It’s a dance, a syncopated rhythm. The back legs of the camel chase after the front, the thick joints rubbing against each other with each consistent step. The dance is accompanied by the jingling clatter of bells that encircle its ankles. I must say, I had never been so close to the behind of a camel before. I’m so close, I can see its lengthy eyelashes stretched out against the light sky, its eyes trained on the path ahead. Water spontaneously jets from the underside of the camel. Surprised by the camel’s sudden act of relief, I let out a light, exclamatory “oop”. Cautiously tucking my legs into the multi-colored cart, I brace myself for the wave of defecation that will soon follow. A few village boys closely trail the camel. They smirk at the sight of twenty people piled onto a wooden cart. The boys race one another, weaving through the stone path on foot and on bikes. Their bright bicycles, stained with mud and dirt, speed past the camel’s leisurely pace. The camel’s master swings the reins against its rounded hump. Chalo, chalo! As the camel begins trotting, particles of caked dirt come flying off the camel’s behind. The specks get caught in the crevices of my face; my mouth, my eyes, my hair. I grind my teeth, feeling the gritty crackle of the unforgiving sand. We take a sharp right turn onto a dirt path, and the camel slows its run. The dance has finished.

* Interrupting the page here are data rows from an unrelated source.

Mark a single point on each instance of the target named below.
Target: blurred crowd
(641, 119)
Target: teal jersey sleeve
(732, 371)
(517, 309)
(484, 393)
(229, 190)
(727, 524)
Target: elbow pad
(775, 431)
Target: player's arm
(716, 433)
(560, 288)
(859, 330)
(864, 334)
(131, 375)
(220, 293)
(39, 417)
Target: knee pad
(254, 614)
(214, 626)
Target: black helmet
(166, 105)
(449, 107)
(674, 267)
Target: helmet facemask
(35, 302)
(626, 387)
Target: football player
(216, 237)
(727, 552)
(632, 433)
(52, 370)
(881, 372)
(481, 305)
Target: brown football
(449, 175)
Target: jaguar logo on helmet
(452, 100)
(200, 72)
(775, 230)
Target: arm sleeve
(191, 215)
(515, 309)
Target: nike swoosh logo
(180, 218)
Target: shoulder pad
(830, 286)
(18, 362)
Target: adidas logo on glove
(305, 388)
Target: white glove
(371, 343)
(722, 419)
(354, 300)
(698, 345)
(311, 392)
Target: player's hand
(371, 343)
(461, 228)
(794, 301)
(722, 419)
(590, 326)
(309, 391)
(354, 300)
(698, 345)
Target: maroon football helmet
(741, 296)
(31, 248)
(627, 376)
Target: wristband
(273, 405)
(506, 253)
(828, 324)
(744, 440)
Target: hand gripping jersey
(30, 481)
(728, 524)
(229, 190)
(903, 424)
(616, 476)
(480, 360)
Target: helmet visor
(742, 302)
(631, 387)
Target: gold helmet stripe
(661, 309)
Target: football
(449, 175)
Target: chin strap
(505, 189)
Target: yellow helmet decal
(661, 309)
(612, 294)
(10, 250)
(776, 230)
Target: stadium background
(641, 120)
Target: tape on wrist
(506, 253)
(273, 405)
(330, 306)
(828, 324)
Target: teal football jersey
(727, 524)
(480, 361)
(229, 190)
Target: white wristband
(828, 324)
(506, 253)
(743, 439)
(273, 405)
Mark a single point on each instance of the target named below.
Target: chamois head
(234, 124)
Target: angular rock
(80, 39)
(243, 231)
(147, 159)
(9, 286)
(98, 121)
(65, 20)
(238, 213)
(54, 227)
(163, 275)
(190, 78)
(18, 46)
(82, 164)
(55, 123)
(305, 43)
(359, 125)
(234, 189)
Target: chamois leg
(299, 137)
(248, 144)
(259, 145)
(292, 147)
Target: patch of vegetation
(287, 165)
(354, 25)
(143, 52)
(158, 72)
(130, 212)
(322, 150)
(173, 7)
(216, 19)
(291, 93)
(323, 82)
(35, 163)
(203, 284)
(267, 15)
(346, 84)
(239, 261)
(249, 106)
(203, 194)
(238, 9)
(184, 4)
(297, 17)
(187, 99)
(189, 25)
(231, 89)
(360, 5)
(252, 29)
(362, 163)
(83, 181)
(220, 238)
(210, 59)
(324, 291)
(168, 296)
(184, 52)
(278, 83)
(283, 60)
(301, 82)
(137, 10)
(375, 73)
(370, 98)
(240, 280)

The dance of the camel is consistent and spontaneous at the same time–the way we should live life. Thus far, this trip has been a strong balance between consistency and spontaneity. Every day, we bring the same materials with us on the bus: an open heart, open mind, journals, and a full water bottle. Every day, we are with the same group of 14 students: from the 13 hour plane flights to the transformative Alphonso mango experience. Out of context, this seems like a gray, repetitive routine. However, we are practicing the importance of context, and taking a step back to observe the larger picture. Underneath this blanket of consistency, there are colorful sparks of unpredictable adventure. We find spontaneity in the impromptu slam performances, attempting to make naan, and the traditional Gujarati dance circles. Because I was unaware of the camel’s ultimate destination, I became immersed in the ride itself. For once in my life, I did not worry about the future. I was fully present, giving the ride the attention it deserved. Time was completely nonexistent. Why wasn’t I living every moment in life like this? It astounds me, how much time I spend living my life preparing for the next moment. Living life should be like riding a camel: a bit rocky at times, but worth every moment in the end.
Sitting a few feet behind the rear-end of the camel was serendipity at its finest. In that moment, I felt at ease. The stars aligned. Chaos ceased. Shanti.